Allison Micale signed up for a bone marrow and blood stem cell donor registry in 2021 when a registry organization visited her sorority chapter at the University of Miami.
Then, in February of her senior year, just months before graduation, Micale received life-changing news: she was a match for a 67-year-old woman battling acute myelogenous leukemia who desperately needed a blood stem cell transplant. By replacing a patient’s sick stem cells with a donor’s healthy ones, transplants of stem cells found in bone marrow and circulating blood can cure or treat blood cancers like leukemia, as well as other diseases.
Despite the less-than-ideal timing, Micale didn’t hesitate. Her sister’s best friend had been diagnosed with leukemia at the age of 16, and a transplant had saved her life.

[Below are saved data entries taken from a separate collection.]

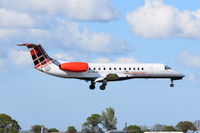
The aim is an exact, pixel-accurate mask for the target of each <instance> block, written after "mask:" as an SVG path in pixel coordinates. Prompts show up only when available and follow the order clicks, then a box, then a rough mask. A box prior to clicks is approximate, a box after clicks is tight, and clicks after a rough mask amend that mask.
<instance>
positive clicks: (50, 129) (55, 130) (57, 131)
mask: <svg viewBox="0 0 200 133" xmlns="http://www.w3.org/2000/svg"><path fill="white" fill-rule="evenodd" d="M47 131H48V133H51V132H59V130H58V129H56V128H50V129H48V130H47Z"/></svg>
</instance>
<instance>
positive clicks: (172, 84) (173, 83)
mask: <svg viewBox="0 0 200 133" xmlns="http://www.w3.org/2000/svg"><path fill="white" fill-rule="evenodd" d="M173 81H174V80H173V79H171V84H170V87H174V83H173Z"/></svg>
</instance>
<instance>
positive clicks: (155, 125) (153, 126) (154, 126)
mask: <svg viewBox="0 0 200 133" xmlns="http://www.w3.org/2000/svg"><path fill="white" fill-rule="evenodd" d="M164 127H165V125H162V124H156V125H154V126H153V127H152V128H151V129H152V130H153V131H163V130H164Z"/></svg>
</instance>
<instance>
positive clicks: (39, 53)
mask: <svg viewBox="0 0 200 133" xmlns="http://www.w3.org/2000/svg"><path fill="white" fill-rule="evenodd" d="M17 45H18V46H27V47H28V48H29V50H30V54H31V57H32V59H33V63H34V68H35V69H38V70H40V71H46V70H47V68H48V67H50V64H52V61H53V59H52V58H50V57H49V56H48V55H47V53H46V52H45V50H44V49H43V48H42V46H41V45H40V44H29V43H24V44H17Z"/></svg>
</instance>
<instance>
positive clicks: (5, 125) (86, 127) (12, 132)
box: [0, 108, 200, 133]
mask: <svg viewBox="0 0 200 133" xmlns="http://www.w3.org/2000/svg"><path fill="white" fill-rule="evenodd" d="M41 129H43V131H44V133H51V132H59V130H58V129H56V128H49V129H48V128H46V127H45V126H41V125H33V126H32V127H31V129H30V131H31V132H33V133H41ZM20 130H21V127H20V125H19V124H18V122H17V121H16V120H14V119H12V118H11V117H10V116H9V115H6V114H0V133H18V132H19V131H20ZM109 130H117V117H116V116H115V111H114V109H113V108H106V110H105V111H102V112H101V114H92V115H91V116H89V117H87V118H86V121H85V122H84V123H83V124H82V129H81V132H82V133H103V132H104V131H109ZM121 130H123V131H126V132H128V133H144V132H145V131H182V132H184V133H186V132H187V131H188V130H192V131H197V130H200V120H197V121H195V122H190V121H180V122H178V123H177V124H176V125H175V126H173V125H164V124H155V125H154V126H153V127H151V128H148V127H147V126H138V125H127V124H126V125H125V127H124V129H121ZM65 132H66V133H77V129H76V128H75V126H69V127H67V129H66V131H65Z"/></svg>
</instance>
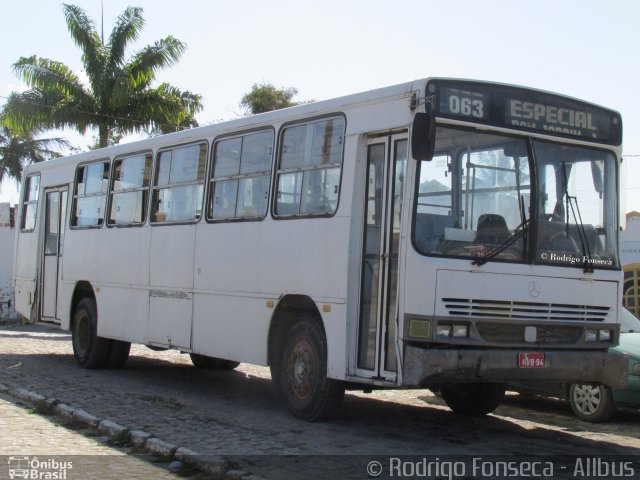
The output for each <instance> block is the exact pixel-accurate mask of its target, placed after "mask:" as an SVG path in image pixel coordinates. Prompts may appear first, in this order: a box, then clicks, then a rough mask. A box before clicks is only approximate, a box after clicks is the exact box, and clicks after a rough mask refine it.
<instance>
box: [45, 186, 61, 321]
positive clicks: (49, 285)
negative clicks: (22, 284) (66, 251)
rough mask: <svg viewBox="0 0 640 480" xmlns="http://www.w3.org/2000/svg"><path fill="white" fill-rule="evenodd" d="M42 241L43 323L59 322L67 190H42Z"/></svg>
mask: <svg viewBox="0 0 640 480" xmlns="http://www.w3.org/2000/svg"><path fill="white" fill-rule="evenodd" d="M44 194H45V199H44V204H45V211H44V223H45V225H44V239H43V242H42V246H43V252H42V283H41V292H42V296H41V299H42V302H41V315H40V316H41V318H42V320H46V321H50V322H56V323H60V316H59V311H58V286H59V284H60V280H61V279H62V252H63V250H64V227H65V224H66V221H67V194H68V193H67V187H63V188H55V189H48V190H45V192H44Z"/></svg>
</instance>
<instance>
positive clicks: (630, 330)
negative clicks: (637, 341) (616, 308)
mask: <svg viewBox="0 0 640 480" xmlns="http://www.w3.org/2000/svg"><path fill="white" fill-rule="evenodd" d="M620 331H621V332H622V333H631V332H640V320H638V319H637V318H636V317H635V316H634V315H633V313H631V312H630V311H629V310H627V309H626V308H624V307H622V308H621V309H620Z"/></svg>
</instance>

“I always had that in my mind that if someone needed me, I wanted to help,” said Micale, a psychology major in the College of Arts and Sciences who graduated in May. “There was never a doubt in my mind that I wanted to donate.”
When she received the call, Micale was enrolled in Death and Dying, a course in the Department of Religious Studies that explores ideas and practices related to death from the ancient Mediterranean to the modern world. One of the guest speakers who visited the class was Thomas Champney, a professor in the Leonard M. Miller School of Medicine who spoke to the students about body donation. Micale saw the connection between body donation and her donation plans and decided to document her experience for the class.
“I took this project as an example of what death is like in modern times and how we do everything to escape it,” Micale said. “Where once an illness might claim a life swiftly, we now see lives extended in a delicate balance of treatment and hope. Death has become a more drawn-out affair, with each medical breakthrough snatching more time and each donation acting as resistance against dying.”
With photos and journal entries, Micale chronicled the donation process. The method for collecting blood stem cells depends on the needs of the patient, and in Micale’s case, she was asked to donate stem cells from her circulating blood, rather than from her bone marrow.
The process began with five days of filgrastim injections to increase Micale’s stem cell production. Then she traveled to the Gift of Life stem cell collection center in Boca Raton, Florida, where for five hours she was hooked up to an apheresis machine that took blood from one of her arms, extracted the stem cells, and returned the rest of the blood to her other arm.
During the process, Micale had the opportunity to write an anonymous letter to the recipient of her donation, which she shared with the class as part of her final project.
“This small act of sharing part of myself is a gift that I am immensely grateful to have been able to give,” Micale wrote. “If in these cells there is hope, if in them there is relief, then sharing them with you is one of the most meaningful contributions I could hope to make in another person’s life.”
Robyn Walsh, an associate professor in the Department of Religious Studies who teaches the Death and Dying course, was deeply impressed by Micale’s final project.
“She did this because she’s a wonderful, generous person, but she could see how what we were learning in the class related to this personal decision she was making and the greater implications of what she was doing,” Walsh said.
As evidenced by Micale’s final project, the Death and Dying course goes beyond readings and discussions. When students learn about the Civil War era practice of making death and life masks, for example, they make similar masks in class. For their final assignment, students have the option of completing a project that shows how they have taken the course material and applied it outside the classroom.
Other final projects have included true crime podcasts and interviews with police officers about their experiences with death. During the spring semester, a student studying architecture did his final project on a cemetery he was helping to design in Virginia Key.
“It’s always amazing for me because I see what they are making of our course materials,” Walsh said. “I hope as time goes on and they live these long and fruitful lives, they think back to the class when they have to deal with these issues and feel a little bit more equipped to face it.”
For Micale, who is about to embark on a career in human resources in New York City, the Death and Dying course changed her perspective on the end of life. “It was a fascinating and deeply thought-provoking class,” she said. “In a way, it has made me appreciate the preciousness of life and death even more, understanding that every moment we have is a gift.”